The Mail Rail museum and trains – part of the new National Postal Museum – opens on September 4, enabling visitors to not only see the old Post Office Railway, but also have a short ride on it, too.
Forerunners – pneumatic tubes
As long ago as 1855, Rowland Hill, then Secretary to the Post Office (and famous for inventing the Penny Post and postage stamps in 1840), suggested the use of underground tubes to move mail using air pressure.
A system linking London sorting offices was considered and a privately built system operated by the Pneumatic Despatch Company, operating nine feet below ground between Euston Station and Eversholt Street, was seen as a model, and trial-use to move mail started on February 20, 1863 and lasted until 1866. Later, the system was extended to the GPO building in St Martins-le-Grand (near St Paul’s Tube station) via Holborn, opening in December 1873. It wasn’t considered a success and closed after only a few months in October 1874.
The cars ran on rails and were sucked through the tube at speeds of up to 40mph – one of them survives and is in the new Mail Rail museum, having been found by accident by construction workers in 1930 following the Holborn Explosion of 1928 when gas seeped into the old pneumatic tubes and exploded causing widespread damage.
Lesson from America – tunnels under Chicago
A network of narrow gauge (2ft) freight railways in tunnels under the centre of Chicago, built from 1899 initially to carry telephone cables, quickly expanded (in some secrecy – without telling the city authorities) to become a freight-carrying railway conveying everything from coal to food (and briefly mail), and was the inspiration for the Post Office Railway (POR) in London.
The Chicago system eventually expanded to 60 miles of tunnel and had 150 locomotives and more than 3,000 wagons in its heyday.
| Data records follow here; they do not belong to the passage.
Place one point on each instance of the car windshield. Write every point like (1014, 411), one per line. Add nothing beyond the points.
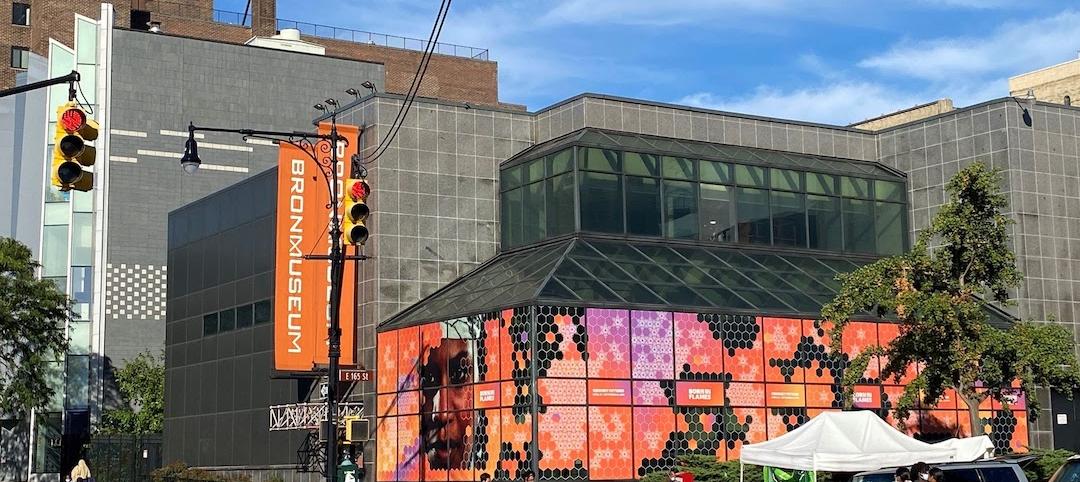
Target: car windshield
(1068, 472)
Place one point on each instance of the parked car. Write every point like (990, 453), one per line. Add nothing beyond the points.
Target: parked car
(1068, 472)
(972, 471)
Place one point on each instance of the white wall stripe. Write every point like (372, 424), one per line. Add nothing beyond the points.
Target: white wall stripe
(127, 133)
(232, 169)
(159, 154)
(226, 147)
(179, 134)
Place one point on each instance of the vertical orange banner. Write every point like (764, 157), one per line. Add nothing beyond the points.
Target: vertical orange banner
(302, 286)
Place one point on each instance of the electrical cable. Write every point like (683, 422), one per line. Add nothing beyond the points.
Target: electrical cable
(415, 88)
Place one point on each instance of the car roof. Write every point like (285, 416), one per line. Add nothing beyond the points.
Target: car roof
(952, 465)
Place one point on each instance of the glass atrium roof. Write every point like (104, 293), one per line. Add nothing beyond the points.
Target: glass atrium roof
(638, 275)
(642, 143)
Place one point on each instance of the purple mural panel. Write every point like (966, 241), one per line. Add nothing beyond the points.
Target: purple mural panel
(652, 346)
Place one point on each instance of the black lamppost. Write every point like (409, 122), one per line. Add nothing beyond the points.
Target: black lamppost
(322, 149)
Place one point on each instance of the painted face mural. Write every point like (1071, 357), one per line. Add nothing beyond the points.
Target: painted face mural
(620, 393)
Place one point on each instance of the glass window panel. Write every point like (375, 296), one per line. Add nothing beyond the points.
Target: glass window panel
(561, 162)
(715, 172)
(788, 218)
(227, 320)
(534, 171)
(823, 219)
(786, 179)
(589, 290)
(678, 168)
(750, 175)
(21, 14)
(639, 164)
(57, 213)
(752, 212)
(81, 283)
(643, 205)
(854, 187)
(821, 184)
(680, 210)
(511, 177)
(534, 214)
(885, 190)
(601, 202)
(77, 382)
(512, 235)
(633, 292)
(79, 337)
(210, 324)
(859, 225)
(559, 204)
(716, 213)
(890, 228)
(54, 251)
(82, 202)
(594, 159)
(85, 42)
(82, 239)
(245, 316)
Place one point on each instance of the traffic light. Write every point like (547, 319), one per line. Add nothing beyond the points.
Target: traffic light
(70, 151)
(355, 211)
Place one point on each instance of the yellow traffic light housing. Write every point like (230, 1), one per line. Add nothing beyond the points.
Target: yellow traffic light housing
(70, 151)
(354, 224)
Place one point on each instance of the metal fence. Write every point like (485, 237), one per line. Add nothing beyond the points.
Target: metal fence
(124, 458)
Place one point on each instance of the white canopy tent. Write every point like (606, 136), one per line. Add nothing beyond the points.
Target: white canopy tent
(845, 442)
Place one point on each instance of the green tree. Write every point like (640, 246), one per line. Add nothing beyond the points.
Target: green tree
(937, 295)
(142, 383)
(32, 323)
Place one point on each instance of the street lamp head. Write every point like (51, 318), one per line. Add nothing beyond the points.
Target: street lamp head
(190, 160)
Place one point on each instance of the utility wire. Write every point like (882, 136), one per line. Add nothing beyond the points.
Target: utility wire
(436, 30)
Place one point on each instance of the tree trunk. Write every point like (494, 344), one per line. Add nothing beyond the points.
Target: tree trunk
(973, 401)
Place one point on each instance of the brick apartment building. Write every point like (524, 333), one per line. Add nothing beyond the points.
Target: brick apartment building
(456, 72)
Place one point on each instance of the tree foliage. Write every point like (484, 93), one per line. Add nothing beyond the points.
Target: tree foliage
(937, 293)
(142, 383)
(32, 330)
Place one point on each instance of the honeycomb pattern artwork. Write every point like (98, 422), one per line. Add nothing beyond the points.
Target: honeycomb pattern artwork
(610, 447)
(651, 345)
(561, 342)
(564, 443)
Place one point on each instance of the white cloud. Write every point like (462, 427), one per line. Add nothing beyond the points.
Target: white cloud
(655, 12)
(1010, 50)
(836, 104)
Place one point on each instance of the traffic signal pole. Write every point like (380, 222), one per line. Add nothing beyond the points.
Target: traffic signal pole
(69, 79)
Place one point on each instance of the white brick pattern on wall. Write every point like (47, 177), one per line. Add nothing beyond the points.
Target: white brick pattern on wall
(135, 292)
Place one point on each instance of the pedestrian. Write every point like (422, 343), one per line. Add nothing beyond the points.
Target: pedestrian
(80, 472)
(902, 474)
(920, 472)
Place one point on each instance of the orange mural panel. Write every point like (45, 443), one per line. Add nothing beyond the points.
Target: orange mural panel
(699, 393)
(301, 286)
(782, 338)
(387, 370)
(610, 447)
(609, 392)
(782, 395)
(753, 423)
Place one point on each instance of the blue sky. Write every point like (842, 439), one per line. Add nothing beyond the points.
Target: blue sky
(826, 61)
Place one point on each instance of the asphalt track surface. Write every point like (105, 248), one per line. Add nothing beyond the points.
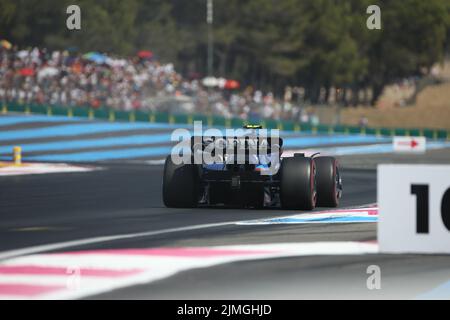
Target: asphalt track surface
(126, 198)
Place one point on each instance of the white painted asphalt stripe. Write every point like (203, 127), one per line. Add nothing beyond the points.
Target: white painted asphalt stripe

Unlike the new POR the Chicago Tunnel Company system used overhead power and drivers for its locos, which were variations on contemporary mining locos. The Chicago system was in use until the operator declared bankruptcy in 1956, but most of the tunnels remain in place, although some of the routes were used to build new Subway lines – destroying some of the old tunnels in the process.
Construction starts – completion delayed by the First World War
Construction of the planned Post Office Railway began in February 1915 with John Mowlem and Co as the lead contractor; the plans had been agreed in 1911 with a fully automatic electric railway planned from the outset – a world first. An Act of Parliament was required – as it was with mainline railways.
Construction was largely manual using shields to protect workers from the danger of tunnel collapses. Tunnels were 2.7 metres (9ft) diameter for the double track main line and 2.1m (7ft) for the single track connecting tunnels; in total 22 miles of tunnel were built.
Most of the main line tunnels are around 21m below the streets, but the stations built in the basements of sorting offices and Liverpool Street station are less deep, around 10m, with steep gradients to the mainline tunnel.
The gradients into stations slow trains down (the 440 V DC traction voltage was reduced to 150 volts to slow trains down, too) and on the way out the downhill gradient sped trains up again. Construction work was suspended during the Great War in 1917, and although the tunnels had been completed, the Treasury would not permit further expenditure to fit out the railway, as materials needed were now scarce.
The tunnels were put to use as safe storage for art from the Tate Gallery and National Portrait Gallery, plus artefacts from The British Museum.
Work restarted after the war and by 1924 track laying had begun.
Operation begins
Operation between Paddington and the West Central sorting office (near Holborn) began in February 1927.
The first mail – initially only parcel post – was carried at Christmas time in 1927 when parcels were moved between Mount Pleasant and Paddington on December 5; other parts of the railway followed in the run up to Christmas. The first letter mail was carried from February 23, 1928 and by March 12 all the stations on the route were open when the station under Western District Office on Wimpole Street opened.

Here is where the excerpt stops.